Dopo le polemiche sull’idea “aiutiamoli a casa loro” (che, ha ribadito al Tg2, è un concetto di buonsenso che non appartiene né alla destra né alla sinistra), l’ex premier Matteo Renzi torna al centro del dibattito politico italiano. Questa volta però per le sue idee in materia fiscale.

Ritornare a Ventotene, Lisbona e Maastricht

Il segretario del Partito Democratico ha rilanciato un nuovo programma di Fiscal Compact che coinvolge l’Unione europea. Nel suo libro “Avanti”, in uscita settimana prossima, (una pubblicazione considerata da alcuni un vero e proprio manifesto elettorale), Renzi spiega che vorrebbe ritornare per cinque anni ai parametri di Maastricht, con un indice del deficit del 2,9 per cento.

In questo modo, si potrebbero stanziare circa 30 miliardi di euro in cinque anni con l’obiettivo di ridurre le Tasse e riprogrammare le strategie per la crescita del Paese. “Noi abbassiamo il debito – scrive Renzi nel libro anticipato dal quotidiano Il Sole 24 Ore -, ma la strada per farlo deve essere la crescita.

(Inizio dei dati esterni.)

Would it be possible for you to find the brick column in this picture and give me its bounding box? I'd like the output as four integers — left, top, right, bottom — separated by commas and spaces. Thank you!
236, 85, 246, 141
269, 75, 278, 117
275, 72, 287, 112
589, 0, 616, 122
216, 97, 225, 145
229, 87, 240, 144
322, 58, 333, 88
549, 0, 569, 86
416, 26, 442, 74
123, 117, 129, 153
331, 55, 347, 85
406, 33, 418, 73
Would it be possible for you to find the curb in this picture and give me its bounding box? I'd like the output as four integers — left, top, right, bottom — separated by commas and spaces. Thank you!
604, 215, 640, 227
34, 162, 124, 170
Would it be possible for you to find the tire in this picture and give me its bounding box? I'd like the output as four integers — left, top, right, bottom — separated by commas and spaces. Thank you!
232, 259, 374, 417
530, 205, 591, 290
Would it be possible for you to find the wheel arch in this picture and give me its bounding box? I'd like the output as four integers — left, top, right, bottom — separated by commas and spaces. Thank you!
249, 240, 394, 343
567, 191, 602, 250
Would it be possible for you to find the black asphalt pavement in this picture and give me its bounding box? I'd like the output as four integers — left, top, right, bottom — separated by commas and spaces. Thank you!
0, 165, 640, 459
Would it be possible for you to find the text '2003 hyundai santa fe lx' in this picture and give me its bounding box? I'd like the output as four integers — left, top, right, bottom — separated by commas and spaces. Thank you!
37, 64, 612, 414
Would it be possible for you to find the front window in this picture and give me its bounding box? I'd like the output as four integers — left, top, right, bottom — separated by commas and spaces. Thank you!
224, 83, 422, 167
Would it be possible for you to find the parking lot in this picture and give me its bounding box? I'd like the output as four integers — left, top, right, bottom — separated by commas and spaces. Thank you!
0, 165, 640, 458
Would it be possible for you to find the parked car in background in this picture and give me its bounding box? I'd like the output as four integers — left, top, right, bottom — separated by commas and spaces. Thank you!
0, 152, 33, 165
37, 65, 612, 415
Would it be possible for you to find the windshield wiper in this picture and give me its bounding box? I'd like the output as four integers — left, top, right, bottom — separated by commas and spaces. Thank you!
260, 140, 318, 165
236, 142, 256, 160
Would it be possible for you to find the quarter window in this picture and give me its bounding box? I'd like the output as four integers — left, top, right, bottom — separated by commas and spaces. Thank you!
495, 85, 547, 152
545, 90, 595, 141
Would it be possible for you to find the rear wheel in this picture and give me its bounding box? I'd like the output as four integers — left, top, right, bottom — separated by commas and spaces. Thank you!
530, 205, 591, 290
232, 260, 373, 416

E per questo dobbiamo abbassare le tasse”. L’ex presidente del Consiglio insiste che l’Unione europea deve ritornare a tre luoghi fisici simbolici per riprendere la credibilità perduta: deve ricordare gli ideali di Ventotene, la strategia di Lisbona e la direzione economica di Maastricht.

L’obiettivo: deficit al 2,9 per cento

“Noi pensiamo che l’Italia debba porre il veto all’introduzione del Fiscal Compact nei trattati europei - ha scritto Renzi - e fissare un percorso nel lungo periodo.

Un accordo forte con le istituzioni europee, che possa essere rinegoziato ogni cinque anni e non ogni cinque mesi”. Secondo il segretario del Pd, l’Italia si potrebbe impegnare a ridurre il rapporto debito/ Prodotto Interno Lordo, sfruttando una crescita più forte, con un’operazione congiunta tra Cassa depositi e prestiti e il Ministero dell’Economia.

Il piano è già stato pensato, ha bisogno di rifiniture, ma l’obiettivo di arrivare al 2,9 per cento è fattibile. Renzi vuole riposizionare la sua semplice proposta di sfruttare lo spazio fiscale per ridare forza al suo piano dei 1000 giorni al governo. In questo modo, il deficit italiano potrà essere più basso da quello francese e spagnolo, e si vedrà un’inversione della tendenza debito/Pil.

Parola d’ordine: reputazione

Anticipando gli appunti dei lettori, Renzi scrive: “Per chi si domanda perché non lo abbiamo fatto prima, posso solo dire che non ce lo potevamo permettere. Quando sono arrivato al governo la parola d’ordine per gli italiani era reputazione”. L’ex premier vuole ridare un respiro all’economia, rottamare il Fiscal Compact e l’austerità per aiutare alle famiglie con figli e piccoli imprenditori. “Quando ero a Palazzo Chigi non è stato possibile farlo perché eravamo impegnati sulla flessibilità e sul Jobs Act. Tre anni fa era impossibile, ora si può fare e dobbiamo farlo tutti insieme”, ha detto Renzi.

I consigli di Sacconi

Secondo Maurizio Sacconi, presidente della commissione lavoro del Senato, “è opportuno prolungare la fase sperimentale del Fiscal Compact, per cercare di evitare in questo modo l'immediata incorporazione nei trattati”.

Sacconi spiega che però “l'Italia sarà credibile soltanto se sarà in grado di attivare una riduzione strutturale delle spese, per trovare il finanziamento strutturale della pressione fiscale". L’ex ministro offre un esempio concreto: “Si dovrebbe chiudere il buco del trasporto pubblico mettendolo a gara, senza che ci siano clausole sociali”. Per Sacconi, la stessa flessibilità sui parametri potrebbe essere accettata se correlata con rigore agli investimenti pubblici che negli anni recenti si sono ridotti. Nei nuovi negoziati con l’Unione europea, quindi, si dovrà fare l’opposto di quello che ha fatto Renzi, che ha trasformato “la flessibilità in maggiori spese correnti e incentivi fiscali smodati".